My daughter lives in Hanover, NH and is a big tennis fan, as am I. We were thrilled to learn that Dartmouth University invited tennis star Roger Federer to speak at their commencement on June 9 this year! He focused his talk on “tennis lessons” that made me think about how playing tennis and investing have many parallels.
Certainly, both involve strategy, planning, adaptability plus a bit of luck! In tennis, you need to anticipate your opponent’s moves and plan your shots accordingly. Similarly, in investing you must anticipate market trends and make strategic decisions about where to allocate resources.
Both also demand continuous learning and adaptability. In tennis you constantly refine your skills and adapt to different playing styles. Hitting a strong inside-out crosscourt forehand to your opponent’s weaker backhand is a path to probable success. Likewise, in investing you need to stay informed about market changes and be ready to adjust your strategies. When the Fed telegraphs a dovish interest rate forecast, it is best to modify strategy accordingly.
Also, patience and discipline are crucial in both areas. In tennis, staying calm and composed helps you make better decisions on the court. Don’t rush that put-away volley, or you might hit it out or into the net! In investing, maintaining a disciplined approach can help you navigate market volatility and avoid impulsive decisions. Don’t chase that high-flying investment theme unless there is a strong case supporting it.

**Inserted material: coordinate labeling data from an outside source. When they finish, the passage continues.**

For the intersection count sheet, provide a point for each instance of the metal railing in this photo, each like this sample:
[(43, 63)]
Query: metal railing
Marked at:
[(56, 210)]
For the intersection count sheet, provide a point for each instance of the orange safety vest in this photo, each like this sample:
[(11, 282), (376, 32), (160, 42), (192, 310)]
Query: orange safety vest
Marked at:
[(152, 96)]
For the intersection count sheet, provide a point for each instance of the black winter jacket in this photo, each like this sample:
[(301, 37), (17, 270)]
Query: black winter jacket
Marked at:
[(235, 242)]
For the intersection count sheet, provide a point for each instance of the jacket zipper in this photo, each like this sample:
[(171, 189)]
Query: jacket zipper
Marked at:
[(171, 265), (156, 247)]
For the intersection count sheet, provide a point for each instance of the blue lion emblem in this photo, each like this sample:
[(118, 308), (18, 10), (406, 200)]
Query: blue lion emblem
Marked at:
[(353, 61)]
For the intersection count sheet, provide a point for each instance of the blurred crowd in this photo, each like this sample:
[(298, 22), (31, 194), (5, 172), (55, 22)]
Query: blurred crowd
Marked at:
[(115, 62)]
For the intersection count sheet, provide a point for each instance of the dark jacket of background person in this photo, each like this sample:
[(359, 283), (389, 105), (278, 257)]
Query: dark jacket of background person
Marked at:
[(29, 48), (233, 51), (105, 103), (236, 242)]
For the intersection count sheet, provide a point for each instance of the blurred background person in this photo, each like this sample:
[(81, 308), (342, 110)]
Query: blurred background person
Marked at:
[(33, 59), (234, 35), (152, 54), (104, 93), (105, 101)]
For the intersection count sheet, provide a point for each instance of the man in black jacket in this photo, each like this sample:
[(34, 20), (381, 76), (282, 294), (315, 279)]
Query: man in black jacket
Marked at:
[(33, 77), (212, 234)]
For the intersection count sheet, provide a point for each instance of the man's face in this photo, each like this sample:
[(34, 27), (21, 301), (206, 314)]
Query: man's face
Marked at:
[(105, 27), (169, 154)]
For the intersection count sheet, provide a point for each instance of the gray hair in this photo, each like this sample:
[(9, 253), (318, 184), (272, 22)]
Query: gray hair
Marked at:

And finally, luck is also a factor in tennis and investing! There are many unpredictable aspects to tennis like “net cords” where the ball just trickles over the net, gusty wind conditions, or bad ball bounces. In investing, sometimes the markets move in unpredictable ways that are either to your detriment or benefit. The timing of cash flows into the market could also be a positive or negative factor depending on when you entered the markets. Also, unexpected economic or geopolitical events can significantly impact market returns.
While luck can influence outcomes in both tennis and investing, skill and preparation often mitigate its impact. Both in tennis and investing, a well-prepared investor is better prepared to capitalize on lucky breaks and to recover from unlucky events. Just like having a diverse selection of shots and skills in tennis helps your game, likewise diversification in investing helps mitigate risk.